Please Read, Like, Tag and share!! :)
A little over 30 years ago, a teenager named Jadav “Molai” Payeng began burying seeds along a barren sandbar near his birthplace in northern India’s Assam region to grow a refuge for wildlife. Not long after, he decided to dedicate his life to this endeavor, so he moved to the site where he could work full-time creating a lush new forest ecosystem. Incredibly, the spot today hosts a sprawling 1,360 acre of jungle that Payeng planted single-handedly.
It all started way back in 1979 when floods washed a large number of snakes ashore on the sandbar. One day, after the waters had receded, Payeng , only 16 then, found the place dotted with the dead reptiles. That was the turning point of his life.
“The snakes died in the heat, without any tree cover. I sat down and wept over their lifeless forms. It was carnage. I alerted the forest department and asked them if they could grow trees there. They said nothing would grow there. Instead, they asked me to try growing bamboo. It was painful, but I did it. There was nobody to help me. Nobody was interested,” says Payeng, now 47.
While it’s taken years for Payeng’s remarkable dedication to planting to receive some well-deserved recognition internationally, it didn’t take long for wildlife in the region to benefit from the manufactured forest. Demonstrating a keen understanding of ecological balance, Payeng even transplanted ants to his burgeoning ecosystem to bolster its natural harmony. Soon the shadeless sandbar was transformed into a self-functioning environment where a menagerie of creatures could dwell.

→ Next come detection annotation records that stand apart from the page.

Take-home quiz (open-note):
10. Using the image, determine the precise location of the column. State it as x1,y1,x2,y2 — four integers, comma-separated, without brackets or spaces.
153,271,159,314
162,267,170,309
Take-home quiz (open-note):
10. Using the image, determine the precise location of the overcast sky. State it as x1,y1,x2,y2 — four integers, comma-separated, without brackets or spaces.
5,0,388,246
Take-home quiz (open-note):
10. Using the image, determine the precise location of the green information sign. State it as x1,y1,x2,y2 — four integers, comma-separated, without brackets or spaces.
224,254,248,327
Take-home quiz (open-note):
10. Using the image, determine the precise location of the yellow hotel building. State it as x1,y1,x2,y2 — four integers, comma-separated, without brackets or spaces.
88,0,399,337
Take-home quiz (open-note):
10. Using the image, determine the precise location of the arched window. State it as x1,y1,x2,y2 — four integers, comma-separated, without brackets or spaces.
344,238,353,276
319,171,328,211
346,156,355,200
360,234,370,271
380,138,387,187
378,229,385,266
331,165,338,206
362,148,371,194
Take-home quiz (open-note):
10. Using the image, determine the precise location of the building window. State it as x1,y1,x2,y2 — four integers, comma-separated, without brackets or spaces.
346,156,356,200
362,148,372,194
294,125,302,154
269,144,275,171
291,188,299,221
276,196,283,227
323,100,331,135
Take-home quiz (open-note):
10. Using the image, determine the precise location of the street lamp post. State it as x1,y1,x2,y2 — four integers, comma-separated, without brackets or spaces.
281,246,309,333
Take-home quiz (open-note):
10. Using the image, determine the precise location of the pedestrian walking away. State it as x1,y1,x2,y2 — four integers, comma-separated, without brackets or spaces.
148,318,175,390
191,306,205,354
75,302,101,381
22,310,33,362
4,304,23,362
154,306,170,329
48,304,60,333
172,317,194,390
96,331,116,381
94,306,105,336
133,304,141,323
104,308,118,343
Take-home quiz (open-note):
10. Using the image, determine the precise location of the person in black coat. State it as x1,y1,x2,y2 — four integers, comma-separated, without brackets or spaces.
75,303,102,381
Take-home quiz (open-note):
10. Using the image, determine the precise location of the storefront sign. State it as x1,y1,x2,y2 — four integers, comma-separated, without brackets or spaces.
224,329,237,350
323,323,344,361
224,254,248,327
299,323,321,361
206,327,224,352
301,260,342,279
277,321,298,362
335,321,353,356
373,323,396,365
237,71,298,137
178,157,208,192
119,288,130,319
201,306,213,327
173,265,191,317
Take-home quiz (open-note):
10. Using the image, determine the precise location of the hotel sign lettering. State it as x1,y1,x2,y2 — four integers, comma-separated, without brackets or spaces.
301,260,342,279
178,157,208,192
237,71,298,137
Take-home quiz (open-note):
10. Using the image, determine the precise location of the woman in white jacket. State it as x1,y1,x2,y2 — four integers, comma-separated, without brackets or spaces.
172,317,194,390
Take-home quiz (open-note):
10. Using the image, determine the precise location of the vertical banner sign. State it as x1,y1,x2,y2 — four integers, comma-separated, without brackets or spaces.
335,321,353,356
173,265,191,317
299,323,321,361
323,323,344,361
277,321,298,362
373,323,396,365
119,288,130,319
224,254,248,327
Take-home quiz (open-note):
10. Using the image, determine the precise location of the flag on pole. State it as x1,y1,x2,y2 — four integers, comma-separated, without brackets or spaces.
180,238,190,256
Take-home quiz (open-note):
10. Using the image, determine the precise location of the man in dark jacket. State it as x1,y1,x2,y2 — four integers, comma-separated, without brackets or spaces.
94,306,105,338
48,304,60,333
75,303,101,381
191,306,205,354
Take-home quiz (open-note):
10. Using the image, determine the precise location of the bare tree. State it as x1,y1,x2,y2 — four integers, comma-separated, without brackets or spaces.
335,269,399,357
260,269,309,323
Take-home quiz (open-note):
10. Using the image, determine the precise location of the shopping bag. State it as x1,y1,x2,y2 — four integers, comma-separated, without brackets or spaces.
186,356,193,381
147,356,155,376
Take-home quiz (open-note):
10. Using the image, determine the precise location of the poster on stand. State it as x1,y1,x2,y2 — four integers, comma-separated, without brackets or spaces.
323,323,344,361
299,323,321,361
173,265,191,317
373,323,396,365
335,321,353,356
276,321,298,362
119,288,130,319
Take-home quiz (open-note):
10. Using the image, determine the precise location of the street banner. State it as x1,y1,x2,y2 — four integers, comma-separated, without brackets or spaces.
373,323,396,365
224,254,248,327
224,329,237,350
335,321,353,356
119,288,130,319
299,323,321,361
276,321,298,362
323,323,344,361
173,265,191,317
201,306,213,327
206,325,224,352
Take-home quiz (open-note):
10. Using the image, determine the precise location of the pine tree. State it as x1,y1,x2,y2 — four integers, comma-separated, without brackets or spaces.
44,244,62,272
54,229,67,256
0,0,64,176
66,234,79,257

The forest, called the Molai woods, now serves as a safe haven for numerous birds, deers, rhinos, tigers, and elephants — species increasingly at risk from habitat loss elsewhere.
Despite the conspicuousness of Payeng’s project, Forestry officials in the region first learned of this new forest in 2008 — and since then they’ve come to recognize his efforts as truly remarkable, but perhaps not enough.

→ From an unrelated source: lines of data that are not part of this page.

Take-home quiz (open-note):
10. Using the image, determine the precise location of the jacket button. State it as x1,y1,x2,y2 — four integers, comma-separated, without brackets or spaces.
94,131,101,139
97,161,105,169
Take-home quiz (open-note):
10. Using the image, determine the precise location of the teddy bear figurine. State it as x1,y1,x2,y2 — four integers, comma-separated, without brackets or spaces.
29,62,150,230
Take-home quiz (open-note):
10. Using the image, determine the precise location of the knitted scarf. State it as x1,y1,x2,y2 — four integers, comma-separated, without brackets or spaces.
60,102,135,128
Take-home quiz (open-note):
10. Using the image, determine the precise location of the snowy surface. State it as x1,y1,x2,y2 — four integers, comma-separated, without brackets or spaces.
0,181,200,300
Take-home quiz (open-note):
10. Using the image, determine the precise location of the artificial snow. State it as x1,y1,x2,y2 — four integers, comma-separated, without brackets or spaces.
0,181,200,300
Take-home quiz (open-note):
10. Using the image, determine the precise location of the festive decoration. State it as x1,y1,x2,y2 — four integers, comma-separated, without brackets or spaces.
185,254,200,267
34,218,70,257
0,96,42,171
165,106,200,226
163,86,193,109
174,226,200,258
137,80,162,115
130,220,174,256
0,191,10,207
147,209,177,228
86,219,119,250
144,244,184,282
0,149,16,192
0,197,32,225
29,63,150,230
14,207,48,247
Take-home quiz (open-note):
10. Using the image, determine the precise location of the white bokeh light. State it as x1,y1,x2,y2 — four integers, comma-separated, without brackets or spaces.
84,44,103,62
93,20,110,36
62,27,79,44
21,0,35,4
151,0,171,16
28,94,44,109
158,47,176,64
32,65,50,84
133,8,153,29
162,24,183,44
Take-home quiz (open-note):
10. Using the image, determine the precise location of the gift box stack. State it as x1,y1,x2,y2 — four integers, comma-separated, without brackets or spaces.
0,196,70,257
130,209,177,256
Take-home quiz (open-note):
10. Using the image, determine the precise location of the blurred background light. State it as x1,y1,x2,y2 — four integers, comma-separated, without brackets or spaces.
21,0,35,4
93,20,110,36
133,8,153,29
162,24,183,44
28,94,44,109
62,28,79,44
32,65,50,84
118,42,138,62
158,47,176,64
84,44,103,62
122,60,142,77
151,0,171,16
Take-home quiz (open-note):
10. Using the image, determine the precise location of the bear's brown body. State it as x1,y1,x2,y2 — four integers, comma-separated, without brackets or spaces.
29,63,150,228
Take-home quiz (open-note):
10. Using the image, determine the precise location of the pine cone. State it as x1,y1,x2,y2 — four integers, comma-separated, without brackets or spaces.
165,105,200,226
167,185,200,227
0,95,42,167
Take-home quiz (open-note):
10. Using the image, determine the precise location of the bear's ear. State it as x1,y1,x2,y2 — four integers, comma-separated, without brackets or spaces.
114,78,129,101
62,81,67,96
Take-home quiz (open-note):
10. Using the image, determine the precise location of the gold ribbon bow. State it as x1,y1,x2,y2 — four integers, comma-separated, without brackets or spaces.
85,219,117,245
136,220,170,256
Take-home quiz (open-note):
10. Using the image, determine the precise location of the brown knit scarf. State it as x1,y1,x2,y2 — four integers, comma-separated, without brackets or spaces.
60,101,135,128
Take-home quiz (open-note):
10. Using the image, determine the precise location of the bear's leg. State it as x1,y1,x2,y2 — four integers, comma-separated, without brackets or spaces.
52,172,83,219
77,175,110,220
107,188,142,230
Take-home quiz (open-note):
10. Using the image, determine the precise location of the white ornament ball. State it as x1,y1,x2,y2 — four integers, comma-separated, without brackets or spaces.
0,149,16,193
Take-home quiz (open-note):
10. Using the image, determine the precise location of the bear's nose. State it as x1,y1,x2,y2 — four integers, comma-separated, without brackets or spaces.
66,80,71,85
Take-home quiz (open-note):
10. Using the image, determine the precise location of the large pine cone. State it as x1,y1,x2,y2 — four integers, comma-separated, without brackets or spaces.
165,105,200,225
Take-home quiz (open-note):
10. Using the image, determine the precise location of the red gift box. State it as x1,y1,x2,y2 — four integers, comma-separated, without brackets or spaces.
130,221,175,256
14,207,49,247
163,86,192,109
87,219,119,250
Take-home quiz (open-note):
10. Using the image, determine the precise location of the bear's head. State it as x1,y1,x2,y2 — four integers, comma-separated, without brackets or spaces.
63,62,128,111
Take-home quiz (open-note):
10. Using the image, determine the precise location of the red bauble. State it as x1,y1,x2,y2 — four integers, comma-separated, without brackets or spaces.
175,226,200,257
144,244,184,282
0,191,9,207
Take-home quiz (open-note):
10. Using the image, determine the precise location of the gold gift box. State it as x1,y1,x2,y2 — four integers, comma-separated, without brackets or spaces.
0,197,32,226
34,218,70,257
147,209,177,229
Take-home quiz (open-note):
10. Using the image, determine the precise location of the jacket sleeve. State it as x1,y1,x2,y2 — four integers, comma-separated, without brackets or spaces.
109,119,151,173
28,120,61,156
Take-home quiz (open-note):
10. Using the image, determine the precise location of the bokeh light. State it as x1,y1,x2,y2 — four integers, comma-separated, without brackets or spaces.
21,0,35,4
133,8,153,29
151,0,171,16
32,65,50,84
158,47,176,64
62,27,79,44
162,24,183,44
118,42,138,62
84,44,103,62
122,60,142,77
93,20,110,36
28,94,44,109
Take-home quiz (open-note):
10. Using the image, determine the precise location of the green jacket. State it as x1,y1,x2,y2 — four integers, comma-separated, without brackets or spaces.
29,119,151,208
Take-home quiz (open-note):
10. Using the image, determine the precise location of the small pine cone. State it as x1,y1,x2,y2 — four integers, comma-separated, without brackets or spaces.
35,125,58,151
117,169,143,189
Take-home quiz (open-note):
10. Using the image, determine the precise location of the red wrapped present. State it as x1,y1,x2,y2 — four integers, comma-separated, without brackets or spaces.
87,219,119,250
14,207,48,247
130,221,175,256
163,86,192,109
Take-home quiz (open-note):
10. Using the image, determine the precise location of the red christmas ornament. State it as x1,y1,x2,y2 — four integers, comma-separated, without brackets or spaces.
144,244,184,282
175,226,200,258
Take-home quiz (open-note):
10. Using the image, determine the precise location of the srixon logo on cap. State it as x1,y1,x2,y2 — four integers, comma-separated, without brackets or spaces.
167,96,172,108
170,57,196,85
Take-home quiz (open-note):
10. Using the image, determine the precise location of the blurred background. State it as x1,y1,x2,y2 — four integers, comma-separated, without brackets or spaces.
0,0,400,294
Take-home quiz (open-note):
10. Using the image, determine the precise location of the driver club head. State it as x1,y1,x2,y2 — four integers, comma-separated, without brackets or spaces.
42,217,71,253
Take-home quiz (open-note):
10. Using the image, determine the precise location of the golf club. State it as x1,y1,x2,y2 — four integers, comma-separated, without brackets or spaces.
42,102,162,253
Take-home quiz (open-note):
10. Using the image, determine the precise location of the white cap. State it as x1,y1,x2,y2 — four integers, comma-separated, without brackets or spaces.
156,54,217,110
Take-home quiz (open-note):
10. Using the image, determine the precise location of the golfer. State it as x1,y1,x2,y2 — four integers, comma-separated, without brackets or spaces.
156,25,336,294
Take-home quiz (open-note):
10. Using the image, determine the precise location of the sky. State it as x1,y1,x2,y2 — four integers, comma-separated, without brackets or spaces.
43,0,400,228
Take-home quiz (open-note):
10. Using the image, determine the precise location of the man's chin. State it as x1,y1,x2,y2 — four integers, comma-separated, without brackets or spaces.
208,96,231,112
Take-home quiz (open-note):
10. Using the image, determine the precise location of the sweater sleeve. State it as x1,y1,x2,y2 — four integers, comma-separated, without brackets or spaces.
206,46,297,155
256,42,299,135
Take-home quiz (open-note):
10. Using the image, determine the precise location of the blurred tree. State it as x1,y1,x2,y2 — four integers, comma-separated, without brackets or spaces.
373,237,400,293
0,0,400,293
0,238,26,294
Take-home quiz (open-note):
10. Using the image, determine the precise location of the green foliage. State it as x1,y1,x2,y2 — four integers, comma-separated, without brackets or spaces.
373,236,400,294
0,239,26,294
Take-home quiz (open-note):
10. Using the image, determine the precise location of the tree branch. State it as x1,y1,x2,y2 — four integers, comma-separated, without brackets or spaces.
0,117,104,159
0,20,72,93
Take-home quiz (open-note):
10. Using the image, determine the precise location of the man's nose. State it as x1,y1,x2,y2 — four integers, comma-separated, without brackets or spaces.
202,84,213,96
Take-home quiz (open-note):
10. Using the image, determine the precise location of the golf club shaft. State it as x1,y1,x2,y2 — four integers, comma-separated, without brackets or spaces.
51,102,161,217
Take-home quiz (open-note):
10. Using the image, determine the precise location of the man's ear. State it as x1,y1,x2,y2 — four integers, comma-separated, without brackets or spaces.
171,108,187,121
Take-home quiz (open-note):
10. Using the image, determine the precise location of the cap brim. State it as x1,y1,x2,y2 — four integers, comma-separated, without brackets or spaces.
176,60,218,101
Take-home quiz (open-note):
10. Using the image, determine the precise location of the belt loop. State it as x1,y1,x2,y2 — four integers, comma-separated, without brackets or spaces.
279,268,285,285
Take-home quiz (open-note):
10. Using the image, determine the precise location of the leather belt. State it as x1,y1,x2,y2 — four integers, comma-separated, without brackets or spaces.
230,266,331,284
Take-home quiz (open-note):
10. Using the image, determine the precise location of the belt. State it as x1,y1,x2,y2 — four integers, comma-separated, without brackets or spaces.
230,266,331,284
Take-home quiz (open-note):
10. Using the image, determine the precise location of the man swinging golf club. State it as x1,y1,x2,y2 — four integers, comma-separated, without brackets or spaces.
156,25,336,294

“We’re amazed at Payeng,” says Assistant Conservator of Forests, Gunin Saikia. “He has been at it for 30 years. Had he been in any other country, he would have been made a hero.”
There are so many areas which used to provide habitats for countless animal species that have been destroyed and mostly - due to human intervention - sometimes directly, sometimes indirectly. And here is one man who decided to dedicated years of time towards rectifying one stretch of land - again providing habitats and support to a bunch of plants and animals as an effective new eco-system had been created - where, previously, nothing grew.
Witin Equal Money Capitalism, each company will have an Environmental Department to firstly prevent and rectify human-created problems in our natural environment - and secondly, to provide additional support to nature in times of, for instance, drought. This answers one of the frequently asked questions in relation to how to achieve Full Employment in a way that no meaningless jobs are created. There is so much to be done when it comes to supporting the world that supports us - that there is definitely no lack of meaningless jobs to be done. Secondly - imagine - when one man dedicates 30 years of his life towards one area - he created a jungle that now houses rhinos, elephants and even tigers! Then, consider - the actual change we can manifest if each company dedicates an entire department towards enviromental support.
We have heard many doomsday stories and yes, the situation is terrible and is deteriorating fast. However, if we pull our socks up and organise our society in a way that supports life - we can actually mitigate and correct much of the damage that has been done in a relatively short timespan.
If we wait on Capitalism and governments within a capitalistic dispensation to devise the exact incentives that may perhaps motivate people to go and change their behavior in a way that we don't destroy the enviroment, we'll still be busy for a very long time - instead of just taking the direct approach by recognising the problems and collectively taking responsibility - not waiting to try to establish 'who is responsible for which specific problem' - that is So irrelevant. Imagine you're reading a history book about a civilisation on a different planet - and just as with us, one species started slowly but surely destroying the planet that gave life to every life form on it - and that, they were too late to correct the problems because the civilisation was too busy trying to establish who should do what in terms of who is to blame for what - and where most people felt they were innocent because they never meant to do any harm - and so, the planet kept bleeding dry and eventually died as well as all life on the planet. Now - wouldn't you think: "Obviously they all died - they should've just dealt with the problems already" - I mean, it's common sense. No one reading such a history book would be concerned with who exactly caused what problem - but readers would instead be anxious to see when the civilisation was actually going to DO SOMETHING.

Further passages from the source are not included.